Golf is a sport that frustrates every player. Regardless of your age or skill at some point you will feel some level of anxiety. You may even use some colourful language to describe how you feel. With most adults the frustration and anger ends after each drive, chip or putt although that’s not always the case with younger golfers. Recently I was golfing with a friend and his two teenage children. This game reinforced for me the importance of staying regulated, or calm, in order to solve problems and reduce challenging behaviour in a sport situation.
The older child had played golf more often and so had some skill development yet he still had some frustrating moments. Unfortunately the younger child was less skilled and like the rest of us “shanked” a few drives, and left a number of divots on the tee and the fairway. He became more and more frustrated with each hole. He criticized himself saying he was “no good,” said he hated golf, he couldn’t do it and so on. His father encouraged him, affirmed the difficulty of golf and generally tried to be positive. Staying calm was very important. It was evident that the child’s ability to handle the frustrations and his over-generalizing statements about himself were causing the challenging behaviour (swearing, carelessly hitting balls and wandering off alone). This behaviour started on the first hole and continued. Although dad tried to stay regulated it was difficult and there were times he was upset. Disregulation is contagious so it did not help the child calm down.
Dad and I had discussed CPS in the past so I reminded him of the CPS philosophy, “Kids do well if they can” and the importance of staying calm.
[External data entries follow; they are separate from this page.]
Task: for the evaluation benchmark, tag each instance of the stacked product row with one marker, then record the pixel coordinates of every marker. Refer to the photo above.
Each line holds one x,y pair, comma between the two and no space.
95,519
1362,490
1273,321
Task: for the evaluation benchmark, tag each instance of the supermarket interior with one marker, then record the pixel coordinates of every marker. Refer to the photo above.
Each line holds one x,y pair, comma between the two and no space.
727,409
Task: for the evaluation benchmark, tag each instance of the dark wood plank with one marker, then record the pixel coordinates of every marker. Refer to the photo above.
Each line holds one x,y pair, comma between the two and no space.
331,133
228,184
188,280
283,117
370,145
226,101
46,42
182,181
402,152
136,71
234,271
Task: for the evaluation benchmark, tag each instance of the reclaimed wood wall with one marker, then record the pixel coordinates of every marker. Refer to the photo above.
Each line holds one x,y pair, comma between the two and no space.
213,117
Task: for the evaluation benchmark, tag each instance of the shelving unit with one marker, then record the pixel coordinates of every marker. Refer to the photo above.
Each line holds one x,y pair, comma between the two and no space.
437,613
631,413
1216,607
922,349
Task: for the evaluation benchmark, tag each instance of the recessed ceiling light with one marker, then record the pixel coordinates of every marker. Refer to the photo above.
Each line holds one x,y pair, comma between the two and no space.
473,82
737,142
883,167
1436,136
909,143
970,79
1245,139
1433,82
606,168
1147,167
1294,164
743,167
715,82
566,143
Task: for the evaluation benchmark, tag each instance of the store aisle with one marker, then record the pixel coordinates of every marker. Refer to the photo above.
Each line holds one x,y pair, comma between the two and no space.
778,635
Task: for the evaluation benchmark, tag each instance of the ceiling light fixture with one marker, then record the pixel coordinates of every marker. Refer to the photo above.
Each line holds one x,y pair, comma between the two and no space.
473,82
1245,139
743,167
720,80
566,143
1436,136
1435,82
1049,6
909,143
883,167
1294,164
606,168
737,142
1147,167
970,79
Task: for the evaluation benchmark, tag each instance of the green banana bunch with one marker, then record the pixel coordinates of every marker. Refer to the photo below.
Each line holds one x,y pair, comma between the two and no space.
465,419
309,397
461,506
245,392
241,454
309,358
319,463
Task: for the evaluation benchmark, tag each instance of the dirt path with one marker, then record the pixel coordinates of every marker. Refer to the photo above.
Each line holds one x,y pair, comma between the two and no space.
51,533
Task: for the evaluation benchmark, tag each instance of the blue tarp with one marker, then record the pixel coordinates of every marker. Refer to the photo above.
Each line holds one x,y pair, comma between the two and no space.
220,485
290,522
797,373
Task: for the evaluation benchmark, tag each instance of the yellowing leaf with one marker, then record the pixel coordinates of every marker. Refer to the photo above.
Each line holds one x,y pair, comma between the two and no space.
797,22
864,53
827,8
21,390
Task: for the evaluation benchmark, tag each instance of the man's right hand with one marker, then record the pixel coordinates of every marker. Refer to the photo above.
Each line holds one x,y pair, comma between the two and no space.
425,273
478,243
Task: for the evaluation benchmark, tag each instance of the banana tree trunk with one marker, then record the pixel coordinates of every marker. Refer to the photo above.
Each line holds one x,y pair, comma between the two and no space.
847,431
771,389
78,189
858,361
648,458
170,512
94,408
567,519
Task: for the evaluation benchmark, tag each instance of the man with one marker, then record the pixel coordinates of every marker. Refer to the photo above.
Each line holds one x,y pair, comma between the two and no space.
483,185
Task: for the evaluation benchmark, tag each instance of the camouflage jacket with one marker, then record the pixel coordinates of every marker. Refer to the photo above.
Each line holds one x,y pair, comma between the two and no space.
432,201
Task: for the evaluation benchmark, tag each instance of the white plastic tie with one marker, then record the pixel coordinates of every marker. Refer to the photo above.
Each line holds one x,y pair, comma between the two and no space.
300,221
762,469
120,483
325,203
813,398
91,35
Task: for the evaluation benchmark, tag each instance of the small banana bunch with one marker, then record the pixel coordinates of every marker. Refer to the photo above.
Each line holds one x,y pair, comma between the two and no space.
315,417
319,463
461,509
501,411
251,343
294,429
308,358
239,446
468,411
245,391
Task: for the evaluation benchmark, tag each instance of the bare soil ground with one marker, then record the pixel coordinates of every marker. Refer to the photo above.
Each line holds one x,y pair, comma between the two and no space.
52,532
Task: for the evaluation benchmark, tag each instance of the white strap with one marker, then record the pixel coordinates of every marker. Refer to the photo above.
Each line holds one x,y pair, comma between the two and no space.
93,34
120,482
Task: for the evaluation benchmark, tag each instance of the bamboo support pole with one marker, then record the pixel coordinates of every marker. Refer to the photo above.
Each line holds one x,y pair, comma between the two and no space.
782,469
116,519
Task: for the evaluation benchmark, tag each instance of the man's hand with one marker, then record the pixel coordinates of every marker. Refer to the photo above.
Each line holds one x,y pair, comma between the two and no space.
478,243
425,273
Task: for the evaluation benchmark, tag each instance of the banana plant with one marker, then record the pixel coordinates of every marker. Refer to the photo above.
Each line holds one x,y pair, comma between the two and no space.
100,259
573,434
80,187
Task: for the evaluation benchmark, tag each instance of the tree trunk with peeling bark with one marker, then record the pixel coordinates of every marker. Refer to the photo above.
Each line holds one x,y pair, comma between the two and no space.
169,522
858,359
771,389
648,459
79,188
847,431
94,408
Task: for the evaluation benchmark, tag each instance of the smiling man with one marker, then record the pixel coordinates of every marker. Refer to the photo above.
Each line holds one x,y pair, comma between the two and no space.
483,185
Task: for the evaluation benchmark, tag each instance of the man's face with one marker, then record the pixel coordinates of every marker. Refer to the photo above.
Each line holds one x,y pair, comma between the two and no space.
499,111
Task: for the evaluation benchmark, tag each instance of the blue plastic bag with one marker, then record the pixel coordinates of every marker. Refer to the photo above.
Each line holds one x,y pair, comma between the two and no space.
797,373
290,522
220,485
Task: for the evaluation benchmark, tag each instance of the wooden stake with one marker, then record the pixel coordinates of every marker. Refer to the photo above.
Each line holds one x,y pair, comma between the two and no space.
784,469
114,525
For the remainder of the game dad was calmer and continued to encourage his child, although less forcefully and, he ignored (Plan C) some of the challenges. Ideally it would be important for dad to follow up with a Plan B (problem solving) conversation at a time when both were calm.
I have had similar experiences with my kids and I know it can be really hard for some parents to stay regulated and not respond with anger or a raised voice. Remembering the philosophy and staying calm will help parents deal with the challenging situations in a positive manner.